The room itself is a significant reworking of Spataro. It's more open, more contemporary, more eclectic, far noisier and a bit more generic. Other than the porcelain pendant lamps designed by local craftsman Brian Schmitt, I saw little that distinguished the space from a generic urban restaurant in Anywhere, U.S.A.

The trendy use of exposed plywood for the booths is more awkward than stylish, largely because the wood has a chintzy veneer.

And how does one explain the arrow motif adorning the walls?

Let's upgrade – or jettison – those kinds of provisions.


Hock Farm Craft & Provisions

1415 L St., Sacramento

(916) 440-8888

www.paragarys.com/sacramento-restaurants/hock-farm

Hours: 11 a.m. to 9 p.m. Monday to Thursday; 11a.m. to 10 p.m. Friday; 5-10 p.m. Saturday

Beverage options: Creative take on craft cocktails; midsize wine list with a balance of styles and prices; small craft beer list.

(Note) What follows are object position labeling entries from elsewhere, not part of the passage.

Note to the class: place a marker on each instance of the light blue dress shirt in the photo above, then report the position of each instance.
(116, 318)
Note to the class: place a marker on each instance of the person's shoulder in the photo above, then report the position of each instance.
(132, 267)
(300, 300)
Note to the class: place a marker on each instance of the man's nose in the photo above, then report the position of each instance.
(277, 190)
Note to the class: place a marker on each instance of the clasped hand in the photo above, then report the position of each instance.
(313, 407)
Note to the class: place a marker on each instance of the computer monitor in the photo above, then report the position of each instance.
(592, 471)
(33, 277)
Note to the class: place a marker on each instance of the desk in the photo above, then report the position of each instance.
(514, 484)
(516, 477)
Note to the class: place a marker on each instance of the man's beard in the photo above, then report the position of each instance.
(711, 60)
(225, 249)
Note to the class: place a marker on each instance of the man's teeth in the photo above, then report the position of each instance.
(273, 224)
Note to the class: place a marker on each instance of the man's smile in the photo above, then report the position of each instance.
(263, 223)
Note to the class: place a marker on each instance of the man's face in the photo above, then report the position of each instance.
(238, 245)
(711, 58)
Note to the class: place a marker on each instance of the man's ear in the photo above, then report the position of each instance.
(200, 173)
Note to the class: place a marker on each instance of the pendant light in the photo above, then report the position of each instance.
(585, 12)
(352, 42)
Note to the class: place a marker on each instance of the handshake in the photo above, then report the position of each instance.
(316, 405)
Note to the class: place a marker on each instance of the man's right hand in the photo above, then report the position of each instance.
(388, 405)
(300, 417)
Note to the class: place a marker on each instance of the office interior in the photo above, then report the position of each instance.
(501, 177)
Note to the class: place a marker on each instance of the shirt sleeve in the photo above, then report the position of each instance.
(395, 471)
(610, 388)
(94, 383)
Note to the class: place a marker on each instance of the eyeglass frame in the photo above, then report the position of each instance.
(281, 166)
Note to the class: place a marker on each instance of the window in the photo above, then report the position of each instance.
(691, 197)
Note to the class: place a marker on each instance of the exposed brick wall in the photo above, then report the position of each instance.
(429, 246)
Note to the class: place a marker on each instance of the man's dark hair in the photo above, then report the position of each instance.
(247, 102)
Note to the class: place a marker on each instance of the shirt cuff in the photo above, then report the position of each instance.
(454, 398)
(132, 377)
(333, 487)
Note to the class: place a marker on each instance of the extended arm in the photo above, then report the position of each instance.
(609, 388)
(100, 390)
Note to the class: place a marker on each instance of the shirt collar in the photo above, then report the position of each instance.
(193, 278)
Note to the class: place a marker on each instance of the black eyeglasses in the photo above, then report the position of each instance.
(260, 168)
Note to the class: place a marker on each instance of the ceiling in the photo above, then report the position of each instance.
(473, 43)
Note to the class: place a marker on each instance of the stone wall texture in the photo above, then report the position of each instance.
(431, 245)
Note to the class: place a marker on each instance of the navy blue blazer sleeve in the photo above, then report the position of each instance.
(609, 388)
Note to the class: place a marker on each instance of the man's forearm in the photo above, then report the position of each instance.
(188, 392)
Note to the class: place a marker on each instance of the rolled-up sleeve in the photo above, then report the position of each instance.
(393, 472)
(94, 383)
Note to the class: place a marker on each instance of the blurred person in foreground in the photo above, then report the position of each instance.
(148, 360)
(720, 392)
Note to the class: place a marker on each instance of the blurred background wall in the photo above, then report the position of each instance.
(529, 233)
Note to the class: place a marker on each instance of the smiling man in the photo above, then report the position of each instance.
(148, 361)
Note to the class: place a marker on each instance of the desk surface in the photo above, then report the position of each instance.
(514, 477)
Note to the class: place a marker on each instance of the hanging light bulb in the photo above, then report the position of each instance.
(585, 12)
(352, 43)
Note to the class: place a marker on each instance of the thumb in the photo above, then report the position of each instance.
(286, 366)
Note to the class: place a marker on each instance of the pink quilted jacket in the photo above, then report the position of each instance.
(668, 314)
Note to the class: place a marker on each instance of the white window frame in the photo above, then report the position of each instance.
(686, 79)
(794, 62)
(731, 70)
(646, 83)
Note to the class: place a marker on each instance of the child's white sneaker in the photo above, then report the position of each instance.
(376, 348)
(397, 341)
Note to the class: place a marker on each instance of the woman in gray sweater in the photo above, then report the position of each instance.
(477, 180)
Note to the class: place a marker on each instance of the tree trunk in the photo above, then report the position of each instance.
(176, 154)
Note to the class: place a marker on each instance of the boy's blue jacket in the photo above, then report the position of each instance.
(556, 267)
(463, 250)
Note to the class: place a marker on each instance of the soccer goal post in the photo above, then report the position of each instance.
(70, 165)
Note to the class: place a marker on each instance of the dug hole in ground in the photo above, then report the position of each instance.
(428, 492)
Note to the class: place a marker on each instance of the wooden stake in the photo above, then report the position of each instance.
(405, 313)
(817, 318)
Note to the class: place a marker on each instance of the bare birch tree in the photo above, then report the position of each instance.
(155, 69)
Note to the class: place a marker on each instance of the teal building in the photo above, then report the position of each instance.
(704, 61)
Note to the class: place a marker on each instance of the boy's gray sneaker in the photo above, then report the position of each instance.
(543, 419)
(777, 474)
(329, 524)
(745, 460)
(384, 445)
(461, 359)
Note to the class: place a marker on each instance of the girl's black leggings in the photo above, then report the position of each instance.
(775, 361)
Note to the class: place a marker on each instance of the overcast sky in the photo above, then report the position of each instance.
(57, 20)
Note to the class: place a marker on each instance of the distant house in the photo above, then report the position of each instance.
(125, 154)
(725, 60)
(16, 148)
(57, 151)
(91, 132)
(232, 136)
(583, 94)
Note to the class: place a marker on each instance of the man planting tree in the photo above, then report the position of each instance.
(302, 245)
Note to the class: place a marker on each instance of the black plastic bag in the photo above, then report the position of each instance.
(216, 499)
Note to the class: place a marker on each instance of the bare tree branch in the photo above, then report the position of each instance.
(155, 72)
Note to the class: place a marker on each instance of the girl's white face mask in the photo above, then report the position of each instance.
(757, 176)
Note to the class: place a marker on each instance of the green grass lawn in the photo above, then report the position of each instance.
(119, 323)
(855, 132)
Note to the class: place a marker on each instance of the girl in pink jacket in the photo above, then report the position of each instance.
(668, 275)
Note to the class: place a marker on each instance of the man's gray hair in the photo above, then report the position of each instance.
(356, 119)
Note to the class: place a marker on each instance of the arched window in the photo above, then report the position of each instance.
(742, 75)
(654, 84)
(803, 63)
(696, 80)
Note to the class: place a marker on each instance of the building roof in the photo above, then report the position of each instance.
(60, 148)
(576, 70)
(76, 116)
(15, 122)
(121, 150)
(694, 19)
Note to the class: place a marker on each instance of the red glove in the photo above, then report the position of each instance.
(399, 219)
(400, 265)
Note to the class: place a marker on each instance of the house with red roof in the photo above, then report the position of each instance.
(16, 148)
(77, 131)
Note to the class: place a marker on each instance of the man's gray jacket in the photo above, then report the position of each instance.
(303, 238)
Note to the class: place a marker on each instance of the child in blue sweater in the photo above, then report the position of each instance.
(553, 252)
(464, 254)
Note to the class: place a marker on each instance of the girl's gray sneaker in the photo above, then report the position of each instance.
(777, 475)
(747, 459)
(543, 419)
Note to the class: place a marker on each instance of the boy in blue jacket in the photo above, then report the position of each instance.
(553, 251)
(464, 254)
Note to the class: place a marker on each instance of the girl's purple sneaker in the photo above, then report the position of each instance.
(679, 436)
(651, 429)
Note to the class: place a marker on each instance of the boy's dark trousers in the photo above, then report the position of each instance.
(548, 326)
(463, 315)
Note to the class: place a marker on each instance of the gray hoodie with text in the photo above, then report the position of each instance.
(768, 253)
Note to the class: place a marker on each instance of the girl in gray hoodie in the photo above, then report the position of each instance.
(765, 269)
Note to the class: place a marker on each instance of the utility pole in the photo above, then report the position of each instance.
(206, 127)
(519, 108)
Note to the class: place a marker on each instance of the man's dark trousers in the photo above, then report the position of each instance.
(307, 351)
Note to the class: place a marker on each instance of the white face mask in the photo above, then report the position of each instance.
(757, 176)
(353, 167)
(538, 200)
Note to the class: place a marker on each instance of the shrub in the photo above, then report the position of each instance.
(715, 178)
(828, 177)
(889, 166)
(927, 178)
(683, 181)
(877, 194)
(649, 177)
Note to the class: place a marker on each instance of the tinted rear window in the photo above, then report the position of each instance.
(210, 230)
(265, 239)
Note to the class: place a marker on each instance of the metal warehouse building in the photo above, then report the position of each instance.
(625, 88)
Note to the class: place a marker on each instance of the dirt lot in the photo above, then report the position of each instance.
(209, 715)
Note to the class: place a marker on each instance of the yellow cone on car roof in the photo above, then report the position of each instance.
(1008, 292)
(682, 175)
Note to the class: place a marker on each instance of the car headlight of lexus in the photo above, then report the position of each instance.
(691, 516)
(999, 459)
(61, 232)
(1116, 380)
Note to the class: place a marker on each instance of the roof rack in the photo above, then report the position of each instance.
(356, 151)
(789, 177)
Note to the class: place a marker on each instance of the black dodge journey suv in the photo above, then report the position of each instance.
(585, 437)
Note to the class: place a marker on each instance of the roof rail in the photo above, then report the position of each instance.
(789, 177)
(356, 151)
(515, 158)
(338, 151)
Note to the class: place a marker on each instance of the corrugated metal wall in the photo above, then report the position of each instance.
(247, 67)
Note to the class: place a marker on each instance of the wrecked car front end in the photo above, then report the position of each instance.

Vegetarian friendly: Yes. Vegetables are a standout.

Noise level: Loud to very loud, though table conversation is mostly manageable.

Overall: Two 1/2 stars

You'll be impressed by the new decor, the urban feel of the place and the quality of the ingredients, but you may be left wondering what new dimension Hock Farm brings to our dining scene. The food is straightforward, the service is not as sharp as the competition, and the overall "concept" – farm to table – is a restaurant fundamental, not a concept.

Food : Two 1/2 stars

The vegetables are a strong suit here. On the plate, they're rustic, wonderfully seasoned and delicious. The overall eating experience, however, is often basic, if not underwhelming, with a roast chicken, basic steak, salmon or pasta dish leading the way. Quality product, boring execution. Desserts need rethinking. The strawberry-rhubarb cobbler was amazingly bad – a giant biscuit dominating a skimpy amount of fruit.

Service: Two stars

At a restaurant in this category, we expect more knowledge of the food, better table maintenance, more energy.

Ambiance: Two 1/2 stars

There's a modicum of style here, but the largely generic, modern room doesn't really connect us to John Sutter's 19th-century Hock Farm, suggesting it's an idea lacking depth.

Value: Two 1/2 stars

The portions are a fair size and the prices seem right, with most meat and seafood dishes priced in the low 20s. Some of the "bites" may be too skimpy to bother with.